I started to write in about 1950; I was thirty-five at the time; there didn’t seem to be any strong motivation. I simply was endeavoring to put down in a more or less straightforward journalistic style something about my experiences with addiction and addicts.
INTERVIEWER: You regard addiction as an illness but also a central human fact, a drama?

BURROUGHS: Both, absolutely. It’s as simple as the way in which anyone happens to become an alcoholic. They start drinking, that’s all. They like it, and they drink, and then they become alcoholic. I was exposed to heroin in New York – that is, I was going around with people who were using it; I took it; the effects were pleasant. I went on using it and became addicted. Remember that if it can be readily obtained, you will have any number of addicts. The idea that addiction is somehow a psychological illness is, I think, totally ridiculous. It’s as psychological as malaria. It’s a matter of exposure. People, generally speaking, will take any intoxicant or any drug that gives them a pleasant effect if it is available to them. In Iran, for instance, opium was sold in shops until quite recently, and they had three million addicts in a population of twenty million. There are also all forms of spiritual addiction. Anything that can be done chemically can be done in other ways, that is, if we have sufficient knowledge of the processes involved. Many policemen and narcotics agents are precisely addicted to power, to exercising a certain nasty kind of power over people who are helpless. The nasty sort of power: white junk, I call it – rightness; they’re right, right right – and if they lost that power, they would suffer excruciating withdrawal symptoms. The picture we get of the whole Russian bureaucracy, people who are exclusively preoccupied with power and advantage, this must be an addiction. Suppose they lose it? Well, it’s been their whole life….. reposted from an interview with Conrad Knickerbocker in the Paris Review on NYE 1965 and re-pusblished at dangerousminds.net

i am not clear how much change the new year will see. however i am sure i have changed. having been at my workplace for 4 years has afforded me some peace of mind. i have become familiar with not using for several years and my emotions don’t seem to run the risk of sabotaging me any longer. don’t get me wrong- i am still overly impulsive at times-more than i would like- but my recovery process with regard to those impulses has become like a well-rehearsed swat team. 
in moving forward this year, i hope to regain a sense of security that i misplaced a few years ago. i hope to work the steps again with a new sponsor and gain additional insight as well as let some further unneeded baggage go. i hope to pay off some debt that has been haunting for a few years and become a little less dependent on 2nd and 3rd incomes for entertainment. at this point, i am not sure i will ever write a short book, as i might have incorporated “confidentiality” to a fault in my writing that is public- or perhaps i should just be writing for myself with a privacy setting so no one can read. i know that somehow my spiritual connection to this online journaling has altered.

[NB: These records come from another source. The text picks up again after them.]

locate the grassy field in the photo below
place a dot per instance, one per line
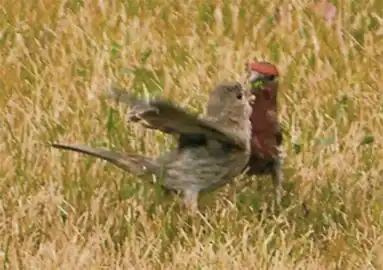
(62, 210)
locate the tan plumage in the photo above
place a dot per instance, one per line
(214, 149)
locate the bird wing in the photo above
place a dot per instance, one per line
(136, 164)
(168, 117)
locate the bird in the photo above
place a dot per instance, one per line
(267, 152)
(214, 148)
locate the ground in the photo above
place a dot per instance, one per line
(62, 210)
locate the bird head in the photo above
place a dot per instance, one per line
(230, 99)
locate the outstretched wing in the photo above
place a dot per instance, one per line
(168, 117)
(136, 164)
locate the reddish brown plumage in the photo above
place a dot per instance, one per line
(264, 68)
(265, 125)
(266, 143)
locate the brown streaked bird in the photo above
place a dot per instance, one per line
(267, 152)
(214, 149)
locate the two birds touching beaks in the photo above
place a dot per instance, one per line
(239, 132)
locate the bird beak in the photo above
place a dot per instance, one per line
(251, 97)
(254, 76)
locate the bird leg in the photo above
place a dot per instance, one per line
(191, 200)
(277, 176)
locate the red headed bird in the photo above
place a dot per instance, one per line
(266, 144)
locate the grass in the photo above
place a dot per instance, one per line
(61, 210)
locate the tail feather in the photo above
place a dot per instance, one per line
(135, 164)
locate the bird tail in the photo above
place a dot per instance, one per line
(136, 164)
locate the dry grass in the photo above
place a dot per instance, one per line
(61, 210)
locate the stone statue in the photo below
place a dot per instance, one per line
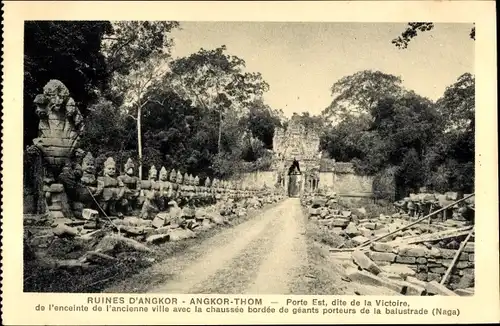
(60, 124)
(165, 189)
(58, 132)
(132, 187)
(151, 194)
(109, 189)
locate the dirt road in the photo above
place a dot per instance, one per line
(265, 255)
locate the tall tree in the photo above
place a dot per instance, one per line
(66, 50)
(216, 81)
(415, 28)
(356, 95)
(137, 54)
(457, 105)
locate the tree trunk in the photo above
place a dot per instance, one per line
(220, 132)
(139, 140)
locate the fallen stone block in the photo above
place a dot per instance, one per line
(435, 288)
(401, 270)
(469, 247)
(363, 277)
(382, 256)
(416, 281)
(89, 214)
(466, 281)
(370, 226)
(364, 262)
(391, 276)
(464, 292)
(181, 234)
(395, 285)
(339, 222)
(433, 277)
(115, 242)
(351, 230)
(383, 247)
(358, 240)
(158, 238)
(413, 251)
(159, 221)
(62, 230)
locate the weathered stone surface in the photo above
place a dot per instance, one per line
(469, 247)
(157, 238)
(422, 268)
(62, 230)
(438, 270)
(339, 222)
(89, 214)
(416, 281)
(363, 277)
(159, 221)
(382, 256)
(466, 281)
(180, 234)
(464, 292)
(383, 247)
(351, 230)
(395, 285)
(359, 240)
(415, 290)
(318, 202)
(370, 226)
(400, 270)
(434, 277)
(448, 253)
(435, 288)
(406, 260)
(364, 262)
(391, 276)
(422, 276)
(413, 251)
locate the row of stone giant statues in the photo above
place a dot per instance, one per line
(70, 187)
(126, 194)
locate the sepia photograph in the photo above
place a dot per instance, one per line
(212, 157)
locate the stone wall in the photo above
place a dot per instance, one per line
(350, 183)
(429, 264)
(258, 179)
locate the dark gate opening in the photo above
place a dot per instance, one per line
(294, 179)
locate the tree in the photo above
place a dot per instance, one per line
(216, 81)
(137, 54)
(414, 28)
(129, 44)
(262, 121)
(457, 106)
(68, 51)
(357, 94)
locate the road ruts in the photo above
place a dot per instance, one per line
(260, 256)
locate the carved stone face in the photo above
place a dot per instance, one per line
(56, 94)
(163, 175)
(88, 167)
(110, 170)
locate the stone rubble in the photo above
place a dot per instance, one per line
(105, 240)
(409, 262)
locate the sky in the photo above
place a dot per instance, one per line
(301, 61)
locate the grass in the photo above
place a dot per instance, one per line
(41, 278)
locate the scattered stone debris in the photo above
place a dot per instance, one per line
(103, 241)
(404, 252)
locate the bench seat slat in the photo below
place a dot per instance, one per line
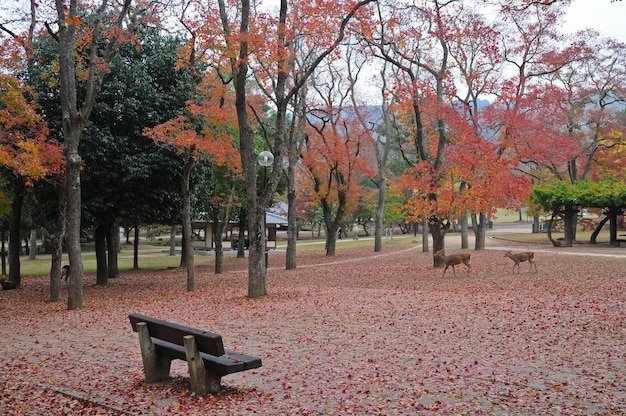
(207, 342)
(221, 366)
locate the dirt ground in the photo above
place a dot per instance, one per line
(360, 333)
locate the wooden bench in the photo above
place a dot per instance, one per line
(161, 342)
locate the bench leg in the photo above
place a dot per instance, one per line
(201, 381)
(155, 366)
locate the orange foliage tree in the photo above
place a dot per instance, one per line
(26, 151)
(206, 130)
(260, 43)
(337, 156)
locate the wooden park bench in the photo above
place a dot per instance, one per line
(161, 342)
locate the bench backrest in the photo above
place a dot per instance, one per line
(207, 342)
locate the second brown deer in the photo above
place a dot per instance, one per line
(521, 257)
(453, 260)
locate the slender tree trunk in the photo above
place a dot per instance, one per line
(555, 243)
(464, 231)
(32, 245)
(218, 228)
(380, 211)
(570, 225)
(173, 240)
(136, 248)
(4, 253)
(241, 246)
(15, 246)
(188, 247)
(613, 212)
(292, 223)
(594, 235)
(438, 230)
(480, 228)
(425, 235)
(113, 248)
(57, 237)
(102, 271)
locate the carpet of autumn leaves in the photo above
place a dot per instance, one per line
(361, 333)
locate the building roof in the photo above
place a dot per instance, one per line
(274, 219)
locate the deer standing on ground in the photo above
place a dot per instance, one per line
(452, 260)
(521, 257)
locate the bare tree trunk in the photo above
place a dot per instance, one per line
(32, 245)
(4, 253)
(173, 240)
(438, 230)
(570, 225)
(594, 235)
(480, 228)
(218, 229)
(425, 235)
(57, 237)
(187, 241)
(102, 271)
(113, 248)
(15, 246)
(136, 248)
(241, 246)
(464, 231)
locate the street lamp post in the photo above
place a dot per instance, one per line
(265, 159)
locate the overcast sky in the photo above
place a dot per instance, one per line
(606, 17)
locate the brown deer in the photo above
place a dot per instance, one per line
(452, 260)
(521, 257)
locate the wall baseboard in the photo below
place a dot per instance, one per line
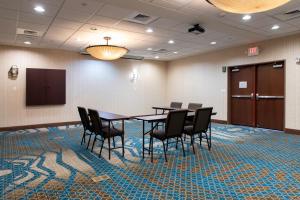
(15, 128)
(292, 131)
(219, 121)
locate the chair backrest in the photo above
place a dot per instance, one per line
(175, 123)
(84, 118)
(194, 106)
(202, 119)
(96, 122)
(176, 104)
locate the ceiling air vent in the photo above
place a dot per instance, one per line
(289, 15)
(29, 33)
(140, 18)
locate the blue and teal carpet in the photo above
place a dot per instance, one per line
(244, 163)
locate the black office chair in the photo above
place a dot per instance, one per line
(192, 106)
(176, 105)
(104, 132)
(200, 126)
(173, 129)
(87, 128)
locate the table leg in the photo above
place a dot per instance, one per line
(123, 131)
(150, 136)
(109, 140)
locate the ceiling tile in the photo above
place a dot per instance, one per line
(103, 21)
(28, 6)
(8, 14)
(34, 18)
(8, 26)
(10, 4)
(87, 6)
(73, 15)
(58, 34)
(32, 26)
(114, 12)
(63, 23)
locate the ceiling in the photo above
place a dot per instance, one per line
(67, 24)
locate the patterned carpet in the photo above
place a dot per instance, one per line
(244, 163)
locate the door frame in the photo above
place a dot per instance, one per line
(229, 121)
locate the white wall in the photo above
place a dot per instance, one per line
(200, 78)
(90, 83)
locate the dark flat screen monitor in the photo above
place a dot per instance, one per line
(45, 87)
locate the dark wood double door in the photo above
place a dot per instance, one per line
(256, 95)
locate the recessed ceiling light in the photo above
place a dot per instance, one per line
(247, 17)
(39, 9)
(149, 30)
(275, 27)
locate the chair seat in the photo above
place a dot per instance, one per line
(113, 132)
(158, 134)
(188, 130)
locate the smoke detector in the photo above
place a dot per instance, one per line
(196, 29)
(28, 33)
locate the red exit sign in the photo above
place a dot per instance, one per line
(253, 51)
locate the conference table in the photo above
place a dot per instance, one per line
(156, 119)
(163, 108)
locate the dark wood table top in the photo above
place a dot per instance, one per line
(164, 108)
(153, 118)
(112, 116)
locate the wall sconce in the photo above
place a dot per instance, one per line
(13, 72)
(134, 75)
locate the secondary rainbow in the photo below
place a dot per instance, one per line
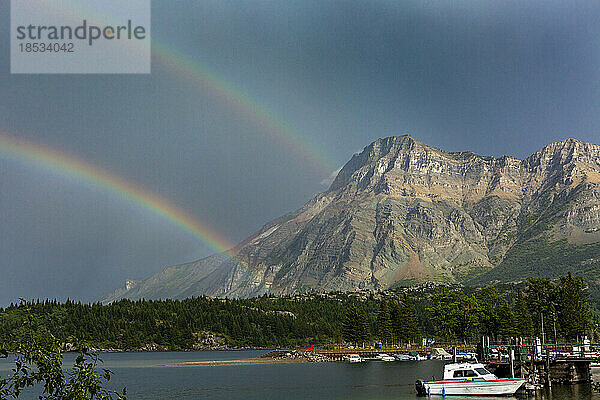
(45, 157)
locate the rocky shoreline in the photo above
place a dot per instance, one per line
(290, 357)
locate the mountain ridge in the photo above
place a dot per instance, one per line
(402, 212)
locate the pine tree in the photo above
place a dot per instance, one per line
(396, 321)
(408, 323)
(384, 322)
(523, 321)
(574, 316)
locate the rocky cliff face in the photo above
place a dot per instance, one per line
(402, 212)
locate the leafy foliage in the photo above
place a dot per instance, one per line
(38, 361)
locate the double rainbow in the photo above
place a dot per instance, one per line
(47, 158)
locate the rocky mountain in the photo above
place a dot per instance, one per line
(402, 212)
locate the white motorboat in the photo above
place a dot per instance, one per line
(466, 379)
(438, 353)
(353, 358)
(385, 357)
(414, 355)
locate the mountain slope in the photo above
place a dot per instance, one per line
(402, 212)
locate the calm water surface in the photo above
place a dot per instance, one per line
(147, 379)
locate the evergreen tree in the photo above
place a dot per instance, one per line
(574, 315)
(384, 322)
(396, 321)
(408, 327)
(523, 321)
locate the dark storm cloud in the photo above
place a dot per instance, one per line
(497, 77)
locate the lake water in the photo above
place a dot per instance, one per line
(147, 379)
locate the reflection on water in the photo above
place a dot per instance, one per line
(146, 377)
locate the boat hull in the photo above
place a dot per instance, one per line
(499, 387)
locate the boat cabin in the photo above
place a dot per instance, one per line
(467, 371)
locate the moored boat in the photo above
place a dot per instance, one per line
(385, 357)
(466, 379)
(353, 358)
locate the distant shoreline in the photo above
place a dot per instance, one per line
(245, 361)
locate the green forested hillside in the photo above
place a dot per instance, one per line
(443, 312)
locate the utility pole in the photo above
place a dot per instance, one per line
(543, 333)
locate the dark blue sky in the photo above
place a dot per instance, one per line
(493, 77)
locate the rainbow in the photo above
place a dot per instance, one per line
(202, 77)
(280, 130)
(45, 157)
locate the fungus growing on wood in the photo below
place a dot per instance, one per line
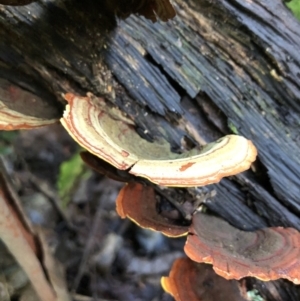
(138, 203)
(192, 281)
(105, 168)
(267, 254)
(106, 133)
(13, 120)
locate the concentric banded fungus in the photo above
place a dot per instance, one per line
(267, 254)
(13, 120)
(100, 130)
(138, 203)
(191, 281)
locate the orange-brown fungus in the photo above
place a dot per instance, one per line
(191, 281)
(266, 254)
(138, 203)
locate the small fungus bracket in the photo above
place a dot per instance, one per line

 i registered for school last fall, however i never did follow up with it further and i would very much like to pursue this. i have considered painting as a form of expression. i have no idea if it is even something i can do, but i am very aware that paintings move me – and abstract and neo-expressionist works seem to grab my gut. 

i spent nye day painting the office in the suburbs where i facilitate a meth recovery group. i enlisted the help of 2 persons whom i have worked with over the years and they came through with flying colors- pun intended. i sincerely hope that the metaphor of putting a new face on life for the new year somehow takes hold on them both. 
i have made a new friend who appeared in my life almost like magic. uncertain of where we might land, i am very grateful for a new set of eyes and ears. and i am very blessed when i meet a new friend in recovery- it’s culturally competent. my intention is that a new relationship or two will continue to flourish within my world.  i am hoping to head to chicago to be with friends and perhaps see “the book of mormon”. i will be ready for a break by that time. i would like to catch up with my cousin who lives in rogers park as well.